A number of Lithuanian online publications (LRT.lt, Delfi.lt, 15min.lt, Lrytas.lt, tv3.lt, VE.lt, Kaunas.kasvyksta.lt, Madeinvilnius.lt, Etaplius.lt) expressed their solidarity with Ukrainian journalists and editors working at the front, and inform them of their readiness to help. On the same day, the rebroadcasting of the Russian state-owned TV channels RTR Planeta, Rossiya 24, NTV Mir, and Belarusian Belarus 24 (for five years), RBC and TVCI (for three years) were banned in Lithuania. Klaipeda radio station "Rainbow" also expressed solidarity by stopping broadcasting any Russian products.

On 4 April 2022, Lithuania decided to downgrade diplomatic relations with Russia "in response to Russia's military aggression against sovereign Ukraine and the atrocities committed by the Russian armed forces in various occupied Ukrainian cities, including the heinous massacre in Bucha." Lithuania expels the Russian ambassador, recalls its ambassador and closes the Russian consulate in Klaipeda.

On 10 May, the Seimas of Lithuania, noting that the Russian military "deliberately and systematically choose civilian targets for bombing," recognized Russia as a "state supporting and carrying out terrorism," and its military actions against Ukraine - genocide of the Ukrainian people.

=== Proposal to cancel the recognition of the independence of the Republic of Lithuania ===
On 8 June, the United Russia deputy Yevgeny Fedorov submitted a bill to State Duma of Russia to cancel the resolution of the USSR State Council "On the recognition of the independence of the Republic of Lithuania" of 6 September 1991. Fedorov substantiates such a proposal by the fact that the USSR law "On the procedure for resolving issues related to the secession of a union republic was not according to the USSR constitution.

Lithuanian officials called the proposal absurd, pointing out that the Soviet occupation was illegal in the first place, Lithuania claimed state continuity and that the USSR actually recognized it, including the recognition of the Lithuanian state established in 1918.

=== Restriction of transit communication with the Kaliningrad region ===
In response to the proposal to cancel the recognition of Lithuanian independence, on 18 June, the Lithuanian side introduced a ban on transit cargo transportation between the Russian Kaliningrad Oblast and the rest of Russia through the territory of Lithuania, covering goods subject to European Union sanctions imposed on Russia for its invasion of Ukraine . The restrictions came into force on 18 June 2022 and led to a ban on the transit of coal, metals, cement, timber, building materials and high-tech products through the Lithuanian territory by rail.

On 21 June, restrictions were extended to trucks.

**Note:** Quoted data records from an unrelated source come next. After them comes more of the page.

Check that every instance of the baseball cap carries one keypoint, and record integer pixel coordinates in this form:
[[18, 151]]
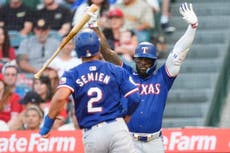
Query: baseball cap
[[31, 97], [41, 24], [116, 12]]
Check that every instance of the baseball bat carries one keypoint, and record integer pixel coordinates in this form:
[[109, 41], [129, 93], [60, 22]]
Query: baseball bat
[[92, 9]]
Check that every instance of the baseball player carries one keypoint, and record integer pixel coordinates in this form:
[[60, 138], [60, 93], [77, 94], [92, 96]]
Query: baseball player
[[146, 122], [97, 87]]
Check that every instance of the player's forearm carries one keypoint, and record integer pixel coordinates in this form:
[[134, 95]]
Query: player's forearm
[[185, 42], [56, 107]]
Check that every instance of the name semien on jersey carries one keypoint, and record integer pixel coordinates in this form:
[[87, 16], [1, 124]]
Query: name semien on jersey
[[93, 76]]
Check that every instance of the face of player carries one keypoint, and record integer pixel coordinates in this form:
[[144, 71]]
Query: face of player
[[142, 64], [32, 120]]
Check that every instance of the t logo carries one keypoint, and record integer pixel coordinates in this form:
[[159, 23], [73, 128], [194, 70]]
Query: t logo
[[144, 49]]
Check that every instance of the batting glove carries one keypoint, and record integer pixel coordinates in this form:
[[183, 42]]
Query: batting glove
[[48, 123], [92, 23], [188, 14]]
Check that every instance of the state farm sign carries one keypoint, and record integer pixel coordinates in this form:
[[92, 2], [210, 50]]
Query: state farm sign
[[22, 141], [197, 140], [181, 140]]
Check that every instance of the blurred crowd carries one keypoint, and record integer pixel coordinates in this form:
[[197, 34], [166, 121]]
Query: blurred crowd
[[30, 32]]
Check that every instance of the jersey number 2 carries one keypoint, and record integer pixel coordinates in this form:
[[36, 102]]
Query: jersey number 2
[[93, 100]]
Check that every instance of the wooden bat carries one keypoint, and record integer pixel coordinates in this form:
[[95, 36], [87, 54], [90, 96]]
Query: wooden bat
[[92, 9]]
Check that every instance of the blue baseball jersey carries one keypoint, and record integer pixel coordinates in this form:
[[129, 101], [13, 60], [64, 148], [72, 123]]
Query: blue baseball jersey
[[153, 94], [97, 88]]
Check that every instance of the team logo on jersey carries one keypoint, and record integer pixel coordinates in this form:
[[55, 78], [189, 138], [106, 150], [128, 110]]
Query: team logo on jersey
[[88, 54], [144, 49], [131, 80], [62, 80], [92, 68]]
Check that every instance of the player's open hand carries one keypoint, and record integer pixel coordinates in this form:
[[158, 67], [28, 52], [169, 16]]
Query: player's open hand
[[92, 23], [188, 14]]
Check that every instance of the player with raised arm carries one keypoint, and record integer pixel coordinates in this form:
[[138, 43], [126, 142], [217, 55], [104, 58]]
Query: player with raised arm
[[146, 123], [97, 87]]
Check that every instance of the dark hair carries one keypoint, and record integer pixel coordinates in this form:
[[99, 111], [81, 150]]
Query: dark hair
[[6, 43]]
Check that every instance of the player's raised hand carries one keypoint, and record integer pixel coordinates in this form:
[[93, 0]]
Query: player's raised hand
[[92, 23], [48, 123], [186, 10]]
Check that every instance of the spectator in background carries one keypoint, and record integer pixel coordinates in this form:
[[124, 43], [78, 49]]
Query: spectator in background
[[65, 61], [31, 98], [34, 51], [32, 4], [7, 53], [43, 87], [58, 17], [9, 104], [165, 15], [103, 6], [16, 16], [33, 118], [52, 73], [138, 17], [124, 41]]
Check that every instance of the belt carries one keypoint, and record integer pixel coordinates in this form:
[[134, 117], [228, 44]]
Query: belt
[[146, 137], [101, 124]]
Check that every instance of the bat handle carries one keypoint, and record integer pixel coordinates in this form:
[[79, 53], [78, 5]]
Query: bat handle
[[39, 73]]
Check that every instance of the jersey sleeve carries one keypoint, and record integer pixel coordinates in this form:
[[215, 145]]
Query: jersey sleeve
[[67, 81], [128, 68]]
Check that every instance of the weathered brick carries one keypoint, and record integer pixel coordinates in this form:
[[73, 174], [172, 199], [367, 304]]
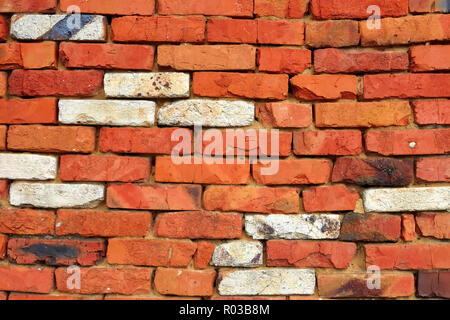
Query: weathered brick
[[24, 111], [408, 142], [328, 142], [281, 60], [55, 252], [26, 279], [300, 171], [244, 85], [286, 32], [374, 171], [51, 139], [158, 29], [198, 225], [310, 254], [59, 83], [127, 281], [433, 169], [28, 55], [106, 56], [102, 223], [26, 221], [154, 197], [432, 112], [104, 168], [435, 225], [409, 256], [232, 30], [139, 140], [251, 199], [185, 282], [324, 87], [356, 61], [144, 252], [166, 170], [370, 227], [332, 198], [355, 285], [332, 33], [207, 57], [406, 30]]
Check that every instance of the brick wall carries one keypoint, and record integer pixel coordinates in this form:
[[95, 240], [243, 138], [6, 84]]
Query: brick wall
[[89, 187]]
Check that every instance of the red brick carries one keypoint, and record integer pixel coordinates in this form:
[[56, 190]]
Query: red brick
[[28, 55], [328, 142], [285, 115], [243, 85], [408, 142], [144, 252], [234, 8], [287, 32], [310, 254], [433, 169], [185, 282], [430, 58], [115, 7], [324, 87], [356, 9], [25, 221], [408, 227], [251, 199], [28, 6], [435, 225], [106, 56], [232, 30], [198, 225], [370, 227], [25, 279], [104, 168], [51, 139], [299, 171], [139, 140], [374, 171], [207, 57], [158, 29], [23, 111], [168, 171], [332, 198], [281, 60], [203, 254], [332, 33], [362, 114], [406, 30], [357, 61], [354, 285], [55, 252], [432, 112], [409, 256], [86, 223], [126, 281], [281, 8], [154, 197], [434, 284]]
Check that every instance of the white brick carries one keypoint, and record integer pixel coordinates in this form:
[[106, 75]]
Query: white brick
[[15, 166], [209, 113], [147, 85], [267, 282], [407, 199], [56, 195], [107, 112], [297, 226], [238, 254]]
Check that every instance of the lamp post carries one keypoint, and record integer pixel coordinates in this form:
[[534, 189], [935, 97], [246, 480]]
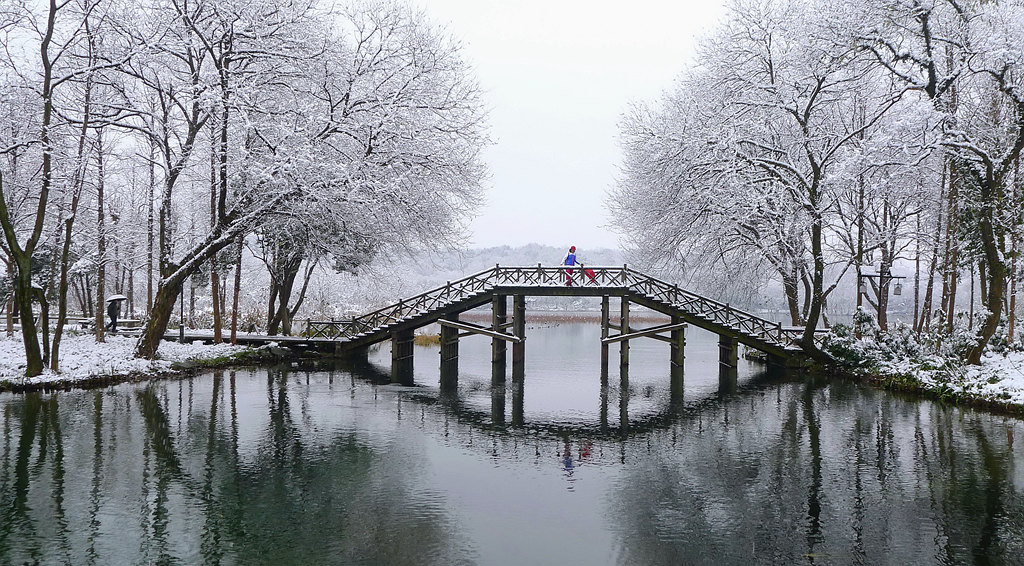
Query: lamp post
[[884, 279], [181, 317]]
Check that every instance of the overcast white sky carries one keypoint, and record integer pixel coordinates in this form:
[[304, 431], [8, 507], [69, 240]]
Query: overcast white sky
[[557, 76]]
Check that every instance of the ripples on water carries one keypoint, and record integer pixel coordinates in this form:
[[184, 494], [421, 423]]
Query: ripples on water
[[335, 466]]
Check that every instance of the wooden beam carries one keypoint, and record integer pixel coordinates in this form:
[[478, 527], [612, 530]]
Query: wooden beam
[[475, 329], [644, 332]]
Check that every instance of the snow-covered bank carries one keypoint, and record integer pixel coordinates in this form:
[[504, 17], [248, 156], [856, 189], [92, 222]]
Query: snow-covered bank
[[932, 363], [998, 381], [82, 358]]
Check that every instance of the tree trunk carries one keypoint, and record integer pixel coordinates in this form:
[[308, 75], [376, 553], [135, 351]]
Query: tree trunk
[[10, 300], [101, 242], [916, 273], [996, 271], [816, 290], [150, 227], [163, 307], [235, 292], [982, 287], [792, 298], [952, 248], [214, 278], [281, 316], [23, 295]]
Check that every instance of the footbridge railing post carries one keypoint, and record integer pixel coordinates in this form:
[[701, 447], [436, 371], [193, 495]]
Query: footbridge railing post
[[605, 322], [499, 315], [401, 357], [450, 353], [624, 328], [519, 329]]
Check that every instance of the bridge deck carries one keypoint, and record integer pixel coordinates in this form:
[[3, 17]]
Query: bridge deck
[[479, 289]]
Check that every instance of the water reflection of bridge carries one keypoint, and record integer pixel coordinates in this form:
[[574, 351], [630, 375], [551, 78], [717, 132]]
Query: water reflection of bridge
[[613, 417], [497, 286]]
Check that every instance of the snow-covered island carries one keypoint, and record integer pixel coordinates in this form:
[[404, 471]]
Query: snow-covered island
[[931, 363], [85, 361]]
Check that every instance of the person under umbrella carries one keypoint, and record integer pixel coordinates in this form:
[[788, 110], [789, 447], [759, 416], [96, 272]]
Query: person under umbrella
[[114, 310]]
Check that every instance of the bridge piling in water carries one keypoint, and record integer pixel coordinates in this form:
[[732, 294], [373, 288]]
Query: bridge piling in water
[[450, 353], [624, 328], [401, 356], [519, 330], [728, 361], [604, 334], [678, 348], [499, 318]]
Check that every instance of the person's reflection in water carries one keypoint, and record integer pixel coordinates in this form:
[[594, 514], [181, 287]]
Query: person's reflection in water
[[567, 465]]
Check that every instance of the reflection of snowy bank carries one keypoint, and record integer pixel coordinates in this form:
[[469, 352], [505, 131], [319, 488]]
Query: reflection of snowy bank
[[83, 359]]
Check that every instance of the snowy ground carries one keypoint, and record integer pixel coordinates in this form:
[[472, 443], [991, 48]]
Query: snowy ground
[[999, 378], [82, 357]]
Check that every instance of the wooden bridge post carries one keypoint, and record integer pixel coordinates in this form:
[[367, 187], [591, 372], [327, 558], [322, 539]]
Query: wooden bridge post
[[519, 330], [499, 315], [517, 400], [728, 360], [678, 352], [624, 328], [604, 334], [498, 405], [401, 357], [450, 353]]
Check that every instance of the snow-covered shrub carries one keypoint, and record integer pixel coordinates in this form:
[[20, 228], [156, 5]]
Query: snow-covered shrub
[[843, 345]]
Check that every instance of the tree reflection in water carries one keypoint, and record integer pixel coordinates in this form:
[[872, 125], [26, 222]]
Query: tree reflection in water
[[288, 467]]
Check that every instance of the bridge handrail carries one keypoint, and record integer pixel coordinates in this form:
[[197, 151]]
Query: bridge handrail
[[717, 311], [401, 309], [486, 279]]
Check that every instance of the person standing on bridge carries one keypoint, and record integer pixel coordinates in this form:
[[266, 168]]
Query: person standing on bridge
[[569, 260]]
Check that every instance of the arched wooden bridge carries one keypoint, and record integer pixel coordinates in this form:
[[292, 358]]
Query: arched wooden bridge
[[495, 286]]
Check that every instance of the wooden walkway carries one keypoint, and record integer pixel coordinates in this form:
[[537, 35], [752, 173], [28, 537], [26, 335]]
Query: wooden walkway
[[480, 289]]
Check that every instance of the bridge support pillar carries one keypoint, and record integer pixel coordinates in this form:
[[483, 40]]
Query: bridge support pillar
[[401, 357], [450, 354], [605, 322], [728, 360], [499, 315], [517, 406], [624, 328], [678, 353], [519, 329]]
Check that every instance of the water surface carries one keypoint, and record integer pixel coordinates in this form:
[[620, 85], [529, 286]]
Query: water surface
[[324, 465]]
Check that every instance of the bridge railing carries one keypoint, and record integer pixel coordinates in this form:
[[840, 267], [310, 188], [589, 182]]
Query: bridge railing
[[406, 308], [589, 276]]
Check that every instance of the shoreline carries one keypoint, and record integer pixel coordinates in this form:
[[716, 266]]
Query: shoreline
[[177, 361]]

A number of media called the measures taken by Lithuania "the blockade of Kaliningrad", prompting a response from Lithuanian Prime Minister Ingrida Simonyte, who emphasized that there was no question of a blockade and restrictions were imposed only on the movement of goods subject to EU sanctions. According to the governor of the Kaliningrad region Anton Alikhanov, 40-50% of all cargo was banned.

In response to the restrictions, Russia began to openly threaten Lithuania and even issue ultimatums. The head of the Lithuanian Foreign Ministry, Gabrielius Landsbergis, said that the ban on the transit of steel and ferrous metal products between the main territory of Russia and Kaliningrad Oblast of the Russian Federation through Lithuania is not a decision of Lithuania, but EU sanctions against Russia.

On 13 July, EU representatives announced that Russia was allowed to transit goods subject to sanctions through the countries of the European Union by rail. This means that Russia can transit sanctioned goods to Kaliningrad via Lithuania and Poland. MEP Andrius Kubilius calls such a step extremely dangerous - the Kremlin, feeling that it can put pressure on the EC, is unlikely to stop and can only demand even greater concessions. Lithuanian Prime Minister Ingrida Simonyte said that the Lithuanian side does not agree with this decision, but cannot oppose anything to the European Commission.